September 23, 2005
Why I hope Google loses
By Mark McKenna
The blogosphere is abuzz with discussion of the Authors Guild's lawsuit against Google. See here, here, and here, in addition to Eric's post here. UPDATE: this post collects the reaction of a number of commentators.
I don't have that much to add to the doctrinal discussion - I think there's a reasonable fair use defense here, though I think I'm less certain than Larry Lessig is that it would prevail. I think Larry's probably suggesting that it should be fair use more than arguing that it is, and on that score I think he has a lot of allies. But several people, including Eric, have been very skeptical that the fair use defense would work here.
The more interesting aspect of the discussion, I think, is the observation that a loss by Google has much more significant implications than just those for Google Print, since the basic concept is indistinguishable from what search engines do. I think that's right, and that's why I hope Google loses.
Let me be clear - I think Google Print could be a tremendously valuable resource and that copyright owners are foolish to challenge this product, which will make huge numbers of otherwise obscure books available to general audiences. And I think that it's crazy that copyright law would get in the way of this type of venture. But I think it would take a threat to something like Google's core search engine business - which is widely seen as legitimate and hugely valuable - for Congress to create any meaningful restrictions on the scope of copyright protection. And that's ultimately what we need - not some disingenuous attempt by a court to distinguish Google Print from search engines in order to avoid a disastrous result.

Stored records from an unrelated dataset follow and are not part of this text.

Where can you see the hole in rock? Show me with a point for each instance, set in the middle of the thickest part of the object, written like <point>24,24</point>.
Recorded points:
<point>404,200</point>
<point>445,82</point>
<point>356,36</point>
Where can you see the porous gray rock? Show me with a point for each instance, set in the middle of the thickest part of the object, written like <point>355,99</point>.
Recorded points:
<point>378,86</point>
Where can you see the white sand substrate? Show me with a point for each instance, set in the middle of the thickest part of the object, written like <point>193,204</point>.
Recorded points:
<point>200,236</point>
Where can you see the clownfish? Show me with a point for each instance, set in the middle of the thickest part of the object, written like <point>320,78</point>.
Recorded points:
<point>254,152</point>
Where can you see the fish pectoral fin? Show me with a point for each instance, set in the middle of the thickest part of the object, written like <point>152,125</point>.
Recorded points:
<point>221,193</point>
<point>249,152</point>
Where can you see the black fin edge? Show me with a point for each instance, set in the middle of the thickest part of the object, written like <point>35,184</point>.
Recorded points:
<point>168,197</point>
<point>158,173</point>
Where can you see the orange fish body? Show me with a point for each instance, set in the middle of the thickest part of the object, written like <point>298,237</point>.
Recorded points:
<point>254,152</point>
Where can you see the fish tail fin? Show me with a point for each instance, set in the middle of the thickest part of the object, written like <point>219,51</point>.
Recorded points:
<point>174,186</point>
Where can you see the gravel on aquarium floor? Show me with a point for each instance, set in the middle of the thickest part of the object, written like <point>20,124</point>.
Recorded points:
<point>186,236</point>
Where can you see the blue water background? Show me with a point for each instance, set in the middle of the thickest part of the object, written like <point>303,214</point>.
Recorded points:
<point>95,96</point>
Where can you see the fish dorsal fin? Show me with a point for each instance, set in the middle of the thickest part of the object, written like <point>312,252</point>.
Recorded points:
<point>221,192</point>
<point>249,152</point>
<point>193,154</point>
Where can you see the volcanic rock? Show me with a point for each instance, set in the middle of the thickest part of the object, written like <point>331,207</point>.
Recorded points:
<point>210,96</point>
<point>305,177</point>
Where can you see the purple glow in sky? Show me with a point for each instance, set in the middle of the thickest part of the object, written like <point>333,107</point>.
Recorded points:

Maybe I'll regret having said this in 10 years of Congress doesn't do its job, but in the meantime, I'm rooting for the Authors Guild. Call me crazy.
UPDATE: One of the comments below suggested that Congress was too much in the pocket of the content industry and would force search engines and the like to adopt some type of filtering mechanism if there was a statutory response. I'm skeptical of that, partially because I think there's a constituency supporting Google, but also because I don't think it's that easy to differentiate the search engines from the content providers anymore. Case in point: I understand that Yahoo! is among the big proponents of the US signing onto a broadcasting/webcasting right that has been operational in Europe for a while. So Yahoo! would have to decide which part of its business it would spite on any legislation related to filtering.
It's always risky relying on the good sense of Congress. But assuming that's the ultimate goal, shouldn't we (Google and all of us) be demanding that Congress fix the law irrespective of the Author's Guild lawsuit? I recognize that Congressional decision-making may be fundamentally broke, but if we all seem to agree that search engines are a good idea, why do we need a crisis to codify their existence? Eric.
Posted by: Eric Goldman at September 24, 2005 07:30 AM
If it were up to us, it wouldn't require a crisis, but Congress has shown an inability to recognize the costs of excessively broad copyright protection. So I suspect it will take a threat to something like Google to wake them up.
Posted by: Mark McKenna at September 24, 2005 07:22 PM
The likely result, if Congress were to get involved with protecting search engines, would be
(1) some very narrowly-crafted copyright exemption for creating search engines (and nothing else), plus
(2) a bunch of extra clauses requiring a broad class of information-related service providers (not just search engines) to implement arbitrary technologies like DRM and filtering at the whim of content providers.
Currently both Republicans and Democrats are firmly in the hands of the content cartel lobby. As long as this political situation persists, you don't want Congress getting anywhere near copyright law.
Posted by: Cog at September 25, 2005 01:30 PM
If the legislative response was to Grokster, I'd agree with you. But I think Google is a much more sympathetic counter-story, and it has plenty of money to throw at this issue. So I think there's likely to be a constituency opposing the content industry on this, and that should lead to a different kind of resolution than we normally get.